Abstract
Retiring a legacy image resizing path sounds straightforward until you realize how many “invisible” callers exist: long-lived app versions, embedded clients, partner integrations, and bots. In our case, Mercari Platform Network team, migrated a legacy image transformation pipeline to Cloudflare Images while keeping existing URLs working.
This article focuses on the Cloudflare setup and safe rollout and explains the tradeoffs we made to reduce risk. It intentionally skips backend service details so the story stays centered on edge configuration, traffic estimation, and operational safety.
What the migration looked like
This migration had one non-negotiable constraint: existing image URLs had to keep working throughout the transition. That single requirement shaped almost every design decision, because it forced us to run old and new paths side by side and prove safety with production traffic.
The diagram below shows the simplified request flow. The important point is that the “easy” part is adding a new provider, while the hard part is understanding how many request patterns exist in the wild and how they interact with caching.

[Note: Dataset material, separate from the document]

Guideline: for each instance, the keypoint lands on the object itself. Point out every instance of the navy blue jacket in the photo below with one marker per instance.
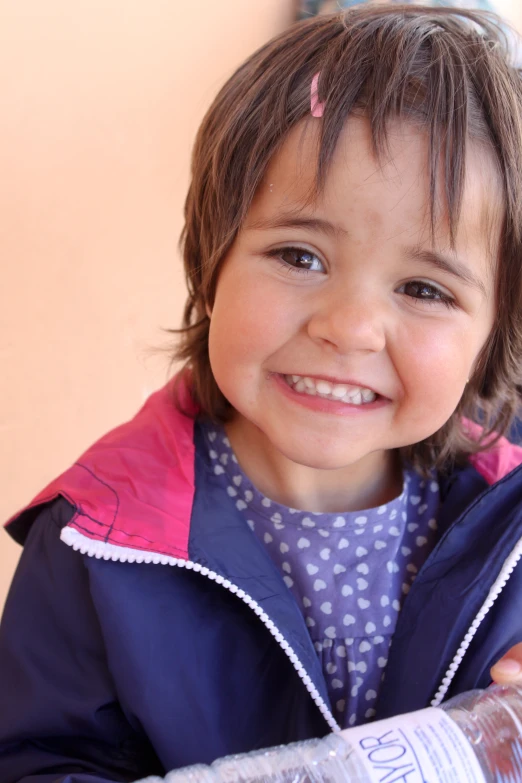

At first glance, this kind of migration can look like a straightforward origin swap. That can be true for a small system with one caller and short cache lifetimes, but it is rarely true for a long-lived public image pipeline.
In practice, we had to account for compatibility with existing request patterns, unexpected side effects, operational costs, zero-downtime rollout requirements, and monitoring that could catch regressions quickly. Those concerns became concrete challenges once we started mapping dependencies.
Migration challenges
A legacy image pipeline tends to sit at the boundary between many systems. Even if the official callers have moved on, old patterns can survive for years through caches, bookmarks, copy-pasted snippets, and client code that is hard to update.
That creates a specific failure mode: the traffic volume may look small, but the blast radius can still be large. When something breaks, it often breaks in places that are difficult to reproduce in staging.
In practice, this means migrations like this are less about “switching a backend” and more about dependency discovery. If we miss a dependency, we learn about it in production, and usually at the worst time.
Direct Amazon S3 access from Cloudflare
We expected that “just point Cloudflare to the bucket” would be the simplest approach, but a seemingly minor naming choice became a TLS constraint. Our goal was to keep an HTTPS (HTTP over TLS) path from the edge to the origin while preserving a legacy bucket name.
Amazon Simple Storage Service (Amazon S3) provides several ways to access a bucket and its contents. In many systems, any of these options can work, but the details matter once you require HTTPS end-to-end.
| Type | How to access | Restrictions |
|---|---|---|
| Path-style | https://s3-ap-northeast-1.amazonaws.com/your-bucket-name/your-bucket-contents | Not recommended by AWS. It had a deprecation plan, but it is still active. |
| Virtual host-style | https://your-bucket-name.s3-ap-northeast-1.amazonaws.com/your-bucket-contents | If the bucket name is xxx.xxx.com, HTTPS can break because of certificate mismatch. |
| Host header-style | https://s3-ap-northeast-1.amazonaws.com/your-bucket-contents -H “Host: your-bucket-name” | You must inject the Host header somewhere along the request path. |
Mercari’s S3 bucket for images has a long history, and it uses a legacy naming convention based on a domain name like xxx.mercari.com.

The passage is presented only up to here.